Forbes: Renegotiations with China saved Malaysia from debt trap

Forbes: Renegotiations with China saved Malaysia from debt trap

PUCHONG: Malaysia’s success in renegotiating the East Coast Rail Link (ECRL) project with China is significant as it saves Malaysia from the debt trap that Sri Lanka fell into, Forbes magazine stated.

In an opinion piece, economics professor Panos Mourdoukoutas said the new deal is a big win for Prime Minister Tun Dr Mahathir Mohamad.

“In dealing with China, Malaysia has dared to do something Sri Lanka, Pakistan, and the Philippines didn’t – bring Beijing back to the negotiating table to cut the cost of the investment projects assigned to Chinese contractors,” he said.

Mourdoukoutas said the ECRL served the interests of Beijing more than it served the interests of Kuala Lumpur.

He explained that China’s growing infrastructure projects around the world are part of its bid to “write the next chapter of globalisation and advance Beijing’s geopolitical agenda”.

However, many of China’s infrastructure projects aren’t economically viable, as they are built at inflated costs and leave countries involved heavily indebted to Beijing, he said.

Quoting Current History journal, Mourdoukoutas wrote that some of China’s infrastructure projects in Sri Lanka: the deep-sea Hambantota port project, the Colombo Port City complex and the Mattala Rajapaksa International Airport; were white elephants that forced Sri Lanka into a debt trap.

“The overpriced projects left Sri Lanka owing US$8bil (RM32bil), or around 10% of the island’s debt. That is close to what Sri Lanka owes Japan and India, but what rankles many is how Chinese loans have been used to fund questionable projects that generate little income,” he quoted Current History writers Neil DeVotta and Sumit Ganguly.

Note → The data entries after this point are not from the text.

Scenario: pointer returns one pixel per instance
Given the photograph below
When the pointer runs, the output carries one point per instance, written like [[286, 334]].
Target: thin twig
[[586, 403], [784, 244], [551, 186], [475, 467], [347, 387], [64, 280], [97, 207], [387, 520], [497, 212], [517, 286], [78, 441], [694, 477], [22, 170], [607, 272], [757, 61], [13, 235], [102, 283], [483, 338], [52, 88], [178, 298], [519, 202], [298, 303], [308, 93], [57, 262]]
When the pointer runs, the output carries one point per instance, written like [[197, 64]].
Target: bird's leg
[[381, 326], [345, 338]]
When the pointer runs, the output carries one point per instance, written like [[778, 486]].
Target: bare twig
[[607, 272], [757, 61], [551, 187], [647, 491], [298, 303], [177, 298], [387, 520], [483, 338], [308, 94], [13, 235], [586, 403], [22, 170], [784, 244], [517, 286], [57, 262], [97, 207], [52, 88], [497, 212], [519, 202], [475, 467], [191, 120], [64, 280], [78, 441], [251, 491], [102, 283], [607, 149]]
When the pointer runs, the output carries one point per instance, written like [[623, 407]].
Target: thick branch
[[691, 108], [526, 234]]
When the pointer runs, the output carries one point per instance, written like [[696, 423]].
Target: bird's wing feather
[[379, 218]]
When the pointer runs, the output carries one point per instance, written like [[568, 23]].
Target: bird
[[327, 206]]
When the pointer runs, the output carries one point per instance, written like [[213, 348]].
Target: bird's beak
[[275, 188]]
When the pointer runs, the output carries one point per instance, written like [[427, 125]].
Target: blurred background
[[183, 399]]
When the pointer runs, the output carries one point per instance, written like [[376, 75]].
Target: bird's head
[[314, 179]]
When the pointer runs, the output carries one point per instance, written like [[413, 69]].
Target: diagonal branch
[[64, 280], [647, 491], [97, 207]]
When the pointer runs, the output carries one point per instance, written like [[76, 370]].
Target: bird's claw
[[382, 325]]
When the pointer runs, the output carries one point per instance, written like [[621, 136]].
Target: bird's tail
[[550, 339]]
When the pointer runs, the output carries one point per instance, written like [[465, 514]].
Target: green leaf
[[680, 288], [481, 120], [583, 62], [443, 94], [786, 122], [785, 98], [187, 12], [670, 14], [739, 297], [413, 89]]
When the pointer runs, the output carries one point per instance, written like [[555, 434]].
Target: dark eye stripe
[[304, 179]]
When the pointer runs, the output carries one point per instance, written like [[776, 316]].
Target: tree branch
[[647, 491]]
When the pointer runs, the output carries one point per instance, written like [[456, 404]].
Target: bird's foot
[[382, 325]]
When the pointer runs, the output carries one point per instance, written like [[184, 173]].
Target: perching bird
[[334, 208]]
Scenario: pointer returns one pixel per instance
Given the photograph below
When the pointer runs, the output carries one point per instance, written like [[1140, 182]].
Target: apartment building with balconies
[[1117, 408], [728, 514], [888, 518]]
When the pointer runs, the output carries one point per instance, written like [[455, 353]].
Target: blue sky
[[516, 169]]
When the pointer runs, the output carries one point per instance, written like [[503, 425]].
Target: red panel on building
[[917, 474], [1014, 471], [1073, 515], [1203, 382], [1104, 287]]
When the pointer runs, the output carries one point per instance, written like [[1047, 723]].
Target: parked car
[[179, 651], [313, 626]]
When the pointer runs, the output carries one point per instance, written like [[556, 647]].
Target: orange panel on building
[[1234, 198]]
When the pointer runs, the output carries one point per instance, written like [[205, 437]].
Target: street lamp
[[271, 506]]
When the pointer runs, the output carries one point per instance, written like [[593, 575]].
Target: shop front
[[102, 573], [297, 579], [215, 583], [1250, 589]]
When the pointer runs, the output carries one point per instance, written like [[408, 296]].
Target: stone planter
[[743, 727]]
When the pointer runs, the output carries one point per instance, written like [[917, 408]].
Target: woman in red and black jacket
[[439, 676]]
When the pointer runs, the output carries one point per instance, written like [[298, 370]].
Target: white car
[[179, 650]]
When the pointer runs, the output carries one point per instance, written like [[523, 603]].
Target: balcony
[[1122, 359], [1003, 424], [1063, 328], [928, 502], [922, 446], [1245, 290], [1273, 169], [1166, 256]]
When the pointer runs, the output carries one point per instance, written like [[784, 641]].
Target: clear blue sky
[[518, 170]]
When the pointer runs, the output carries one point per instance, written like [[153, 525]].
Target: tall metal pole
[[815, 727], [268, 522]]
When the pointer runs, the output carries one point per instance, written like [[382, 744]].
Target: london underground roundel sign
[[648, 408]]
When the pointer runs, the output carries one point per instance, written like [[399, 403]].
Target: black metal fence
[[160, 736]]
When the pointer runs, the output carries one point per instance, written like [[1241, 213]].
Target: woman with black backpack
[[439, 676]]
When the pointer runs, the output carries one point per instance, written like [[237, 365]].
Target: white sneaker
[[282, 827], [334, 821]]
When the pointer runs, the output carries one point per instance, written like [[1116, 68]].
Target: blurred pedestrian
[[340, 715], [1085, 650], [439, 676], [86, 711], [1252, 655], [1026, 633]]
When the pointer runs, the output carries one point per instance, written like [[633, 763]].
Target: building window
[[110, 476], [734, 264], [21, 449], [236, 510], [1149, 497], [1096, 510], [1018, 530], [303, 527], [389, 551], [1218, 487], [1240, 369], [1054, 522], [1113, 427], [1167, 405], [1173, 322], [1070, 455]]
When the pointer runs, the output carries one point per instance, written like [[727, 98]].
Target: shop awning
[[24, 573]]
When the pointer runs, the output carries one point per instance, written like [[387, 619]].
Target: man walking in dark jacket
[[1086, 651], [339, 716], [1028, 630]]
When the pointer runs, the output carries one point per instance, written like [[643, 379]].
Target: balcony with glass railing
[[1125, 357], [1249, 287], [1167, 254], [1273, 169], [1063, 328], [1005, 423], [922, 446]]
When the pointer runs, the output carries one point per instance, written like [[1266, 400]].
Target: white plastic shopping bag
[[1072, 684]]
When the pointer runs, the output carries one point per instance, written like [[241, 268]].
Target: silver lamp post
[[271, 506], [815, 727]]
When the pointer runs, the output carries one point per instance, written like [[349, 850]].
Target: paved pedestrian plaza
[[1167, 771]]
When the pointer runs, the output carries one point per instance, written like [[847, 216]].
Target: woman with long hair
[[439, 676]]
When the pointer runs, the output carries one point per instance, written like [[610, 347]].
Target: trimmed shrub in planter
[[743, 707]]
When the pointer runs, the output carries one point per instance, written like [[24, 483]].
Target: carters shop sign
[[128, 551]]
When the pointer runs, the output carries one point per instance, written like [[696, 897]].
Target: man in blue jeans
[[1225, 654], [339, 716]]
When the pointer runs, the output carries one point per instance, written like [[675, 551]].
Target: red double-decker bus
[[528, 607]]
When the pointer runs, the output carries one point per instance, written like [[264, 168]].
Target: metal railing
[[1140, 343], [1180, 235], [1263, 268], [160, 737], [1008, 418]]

“The situation has fuelled accusations that China seeks to entice strategically located countries (others include Djibouti and the Maldives) into debt traps that it then leverages to seize control of key infrastructure.”

Mourdoukoutas said Dr Mahathir has been trying to avoid falling into the same trap that Sri Lanka did and he did so successfully in renegotiating the cost of the ECRL.

Malaysia has managed to bring down the construction cost of the ECRL by RM21.5 billion, which is almost a third of the original cost.

The new price is set at RM44 billion now, down 32.8% from the previous RM66 billion.

With the new price tag, the construction cost for the project is now at RM68 million per km, against RM98 million per km originally.